CAN bus not recovering from ERROR-PASSIVE

gshim · May 24, 2023, 5:49pm

I have an application where I need to change the bitrates of the CAN bus depending on the system’s mode of operation. I’m running into an issue where if changing the bitrate of the mttcan module and trying to send a CAN message on the bus prematurely (before the bitrate of the other node on the bus has been changed), then the berr tx counter fills to 128 since the transmitted messages are not being ACKd on the bus and the module automatically retries sending, further increasing the error counter.

When this happens, the module enters ERROR-PASSIVE.

Then when trying to send a series of dummy messages on the bus, for example cansend can0 123#1234 I receive a write: No buffer space available error after sending qlen number of messages (in my case 10). I would imagine the CAN module should get out of this state when the network’s bitrates all match.
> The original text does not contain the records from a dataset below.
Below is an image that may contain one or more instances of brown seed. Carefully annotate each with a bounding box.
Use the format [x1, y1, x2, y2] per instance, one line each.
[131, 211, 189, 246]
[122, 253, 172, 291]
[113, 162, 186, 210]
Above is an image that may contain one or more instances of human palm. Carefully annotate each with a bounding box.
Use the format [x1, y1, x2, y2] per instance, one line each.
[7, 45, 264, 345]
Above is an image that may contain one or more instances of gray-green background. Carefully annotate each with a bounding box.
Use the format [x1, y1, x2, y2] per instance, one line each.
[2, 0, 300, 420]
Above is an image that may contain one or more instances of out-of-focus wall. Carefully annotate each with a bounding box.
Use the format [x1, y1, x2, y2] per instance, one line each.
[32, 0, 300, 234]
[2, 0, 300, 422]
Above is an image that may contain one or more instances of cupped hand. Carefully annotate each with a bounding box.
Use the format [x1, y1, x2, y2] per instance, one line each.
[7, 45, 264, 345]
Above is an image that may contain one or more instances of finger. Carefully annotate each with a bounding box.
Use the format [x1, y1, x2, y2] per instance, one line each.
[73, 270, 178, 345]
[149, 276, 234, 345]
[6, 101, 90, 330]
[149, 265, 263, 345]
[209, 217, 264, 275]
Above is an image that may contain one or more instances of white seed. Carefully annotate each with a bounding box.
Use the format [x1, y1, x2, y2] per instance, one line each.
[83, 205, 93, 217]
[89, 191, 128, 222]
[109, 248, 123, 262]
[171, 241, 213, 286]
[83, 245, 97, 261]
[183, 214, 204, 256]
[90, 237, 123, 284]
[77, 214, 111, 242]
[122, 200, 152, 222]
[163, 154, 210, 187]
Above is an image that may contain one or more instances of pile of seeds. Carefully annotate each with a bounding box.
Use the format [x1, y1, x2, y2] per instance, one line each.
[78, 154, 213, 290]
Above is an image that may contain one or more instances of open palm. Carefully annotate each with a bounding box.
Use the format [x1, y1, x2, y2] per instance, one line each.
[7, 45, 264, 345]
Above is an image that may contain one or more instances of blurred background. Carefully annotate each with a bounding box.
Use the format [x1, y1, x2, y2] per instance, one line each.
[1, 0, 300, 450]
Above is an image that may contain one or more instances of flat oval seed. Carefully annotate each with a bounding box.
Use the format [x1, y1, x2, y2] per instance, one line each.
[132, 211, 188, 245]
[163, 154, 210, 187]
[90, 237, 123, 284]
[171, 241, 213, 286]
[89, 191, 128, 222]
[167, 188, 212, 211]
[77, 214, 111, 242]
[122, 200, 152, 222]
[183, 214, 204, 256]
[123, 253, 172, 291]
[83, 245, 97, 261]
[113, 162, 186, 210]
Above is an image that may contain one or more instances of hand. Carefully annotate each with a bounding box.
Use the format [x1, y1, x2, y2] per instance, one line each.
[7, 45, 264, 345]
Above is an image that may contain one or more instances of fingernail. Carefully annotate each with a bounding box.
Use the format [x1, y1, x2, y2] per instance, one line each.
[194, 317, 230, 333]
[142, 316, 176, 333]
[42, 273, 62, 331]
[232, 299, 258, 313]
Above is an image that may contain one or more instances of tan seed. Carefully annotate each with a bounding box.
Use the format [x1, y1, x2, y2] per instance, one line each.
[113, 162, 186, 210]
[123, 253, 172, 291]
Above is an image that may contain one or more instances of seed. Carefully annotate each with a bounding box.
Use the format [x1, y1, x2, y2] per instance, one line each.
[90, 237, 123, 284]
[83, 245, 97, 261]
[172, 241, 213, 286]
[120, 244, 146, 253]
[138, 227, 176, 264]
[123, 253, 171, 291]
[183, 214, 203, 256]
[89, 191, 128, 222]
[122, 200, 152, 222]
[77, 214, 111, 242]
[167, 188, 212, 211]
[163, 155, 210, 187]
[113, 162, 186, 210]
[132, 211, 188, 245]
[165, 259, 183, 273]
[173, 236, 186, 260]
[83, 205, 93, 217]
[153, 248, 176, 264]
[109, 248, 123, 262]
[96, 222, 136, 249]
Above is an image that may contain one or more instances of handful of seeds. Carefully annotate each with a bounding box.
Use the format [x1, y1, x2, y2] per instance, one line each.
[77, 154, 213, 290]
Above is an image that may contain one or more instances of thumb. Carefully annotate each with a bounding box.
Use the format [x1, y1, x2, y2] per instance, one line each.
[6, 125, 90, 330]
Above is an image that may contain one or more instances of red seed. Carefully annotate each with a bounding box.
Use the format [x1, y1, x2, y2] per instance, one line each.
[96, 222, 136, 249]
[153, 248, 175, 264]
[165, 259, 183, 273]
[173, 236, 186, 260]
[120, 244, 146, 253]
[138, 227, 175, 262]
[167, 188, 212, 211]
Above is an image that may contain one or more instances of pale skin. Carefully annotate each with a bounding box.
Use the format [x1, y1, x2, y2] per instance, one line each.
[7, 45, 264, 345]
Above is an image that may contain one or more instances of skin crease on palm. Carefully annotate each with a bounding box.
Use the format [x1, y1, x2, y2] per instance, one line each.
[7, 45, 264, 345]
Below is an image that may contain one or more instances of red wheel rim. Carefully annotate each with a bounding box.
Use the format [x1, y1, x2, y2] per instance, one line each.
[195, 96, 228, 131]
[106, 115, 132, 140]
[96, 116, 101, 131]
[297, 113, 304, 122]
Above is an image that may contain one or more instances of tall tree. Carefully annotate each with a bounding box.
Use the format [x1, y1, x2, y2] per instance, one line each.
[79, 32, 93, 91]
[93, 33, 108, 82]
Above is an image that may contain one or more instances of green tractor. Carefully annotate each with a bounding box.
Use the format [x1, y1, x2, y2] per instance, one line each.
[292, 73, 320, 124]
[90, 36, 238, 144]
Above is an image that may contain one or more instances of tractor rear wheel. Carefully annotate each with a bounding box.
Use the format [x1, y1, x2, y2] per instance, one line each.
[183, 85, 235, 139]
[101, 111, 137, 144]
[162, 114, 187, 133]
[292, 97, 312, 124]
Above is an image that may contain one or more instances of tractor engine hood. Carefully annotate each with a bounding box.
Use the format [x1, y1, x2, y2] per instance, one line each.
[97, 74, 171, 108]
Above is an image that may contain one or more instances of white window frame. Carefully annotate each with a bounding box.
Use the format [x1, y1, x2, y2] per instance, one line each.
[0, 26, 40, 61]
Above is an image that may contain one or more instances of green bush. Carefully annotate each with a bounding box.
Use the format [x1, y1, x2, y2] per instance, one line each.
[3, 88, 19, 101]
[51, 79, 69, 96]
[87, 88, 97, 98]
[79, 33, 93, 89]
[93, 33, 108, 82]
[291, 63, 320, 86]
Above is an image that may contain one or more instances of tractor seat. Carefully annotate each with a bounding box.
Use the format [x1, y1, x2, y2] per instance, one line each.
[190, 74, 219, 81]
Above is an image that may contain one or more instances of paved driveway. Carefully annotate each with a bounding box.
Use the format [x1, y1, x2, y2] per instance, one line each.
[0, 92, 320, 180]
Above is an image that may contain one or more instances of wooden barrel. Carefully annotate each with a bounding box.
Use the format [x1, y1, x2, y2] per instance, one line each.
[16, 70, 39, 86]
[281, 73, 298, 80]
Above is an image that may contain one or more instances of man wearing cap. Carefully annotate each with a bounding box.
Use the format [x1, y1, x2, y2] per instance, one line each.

I’m able to receive messages, but transmitting doesn’t work. I would expect that bringing down the device using
sudo ip link set can0 down
and bringing it back up
sudo ip link set can0 up type can bitrate 100000

would clear the state? Unfortunately it doesn’t. However it appears that the network buffers do get cleared, because I can then run cansend can0 123#1234 (without any traffic on the bus) 10 more times before seeing a write: No buffer space available message.

Other than bringing down the driver using modprobe -d mttcan and bringing it back up (which works) how would I recover from this?

KevinFFF · May 25, 2023, 2:38am

Hi gshim,

Are you using the devkit or custom board for AGX Orin?
What’s your Jetpack version in use?

How do you verify with above test? Is that loopback test or you connecting a CAN device through can transceiver?

gshim · May 25, 2023, 1:37pm

I’m using the devkit. The output of cat /etc/nv_tegra_release comes back with # R34 (release), REVISION: 0.1, GCID: 29955323, BOARD: t186ref, EABI: aarch64, DATE: Tue Mar 15 08:13:50 UTC 2022

The test above is done by connecting an external device through a CAN transceiver. I’m not sure how I would mimic this test using loopback mode, as I would need to change the bitrate and test for the case where one device was set to the new bitrate, while the other was still at the original bitrate, or vice versa (we need to be able to recover from that failure mode once all devices are on the same bitrate, which is where the original issue comes in).

KevinFFF · May 26, 2023, 6:04am

It seems the old version for AGX Orin.

Could you help to use the latest R35.3.1 to verify?

Internal loopback test would not need to connect any external cable, just follow the instruction from the document and it should work.

gshim · May 26, 2023, 8:12pm

I’ve upgraded to 35.3.1 and this is still an issue.

Again, not sure how a loopback would catch this failure mode, as this is testing bus with two nodes, node A and node B, where node B is unresponsive and not ACKing node A’s messages, causing node A’s transmit error counter to go up. When node B goes back on the bus, node A’s transmit errors should start going down.

gshim · May 30, 2023, 1:55pm

I can confirm that running the same test on different host hardware but the same target hardware works. I’m using a Kvaser Leaf to send a message to an unresponsive node. The host node enters the ERROR-PASSIVE state, but recovers to active as soon as the target node becomes responsive. This does not happen on the AGX Orin.

KevinFFF · June 6, 2023, 8:29am

For AGX Orin, it seems only could be recovered through reloading kernel module.

rmmod mttcan
modprobe mttcan

system · June 28, 2023, 2:46am

This topic was automatically closed 14 days after the last reply. New replies are no longer allowed.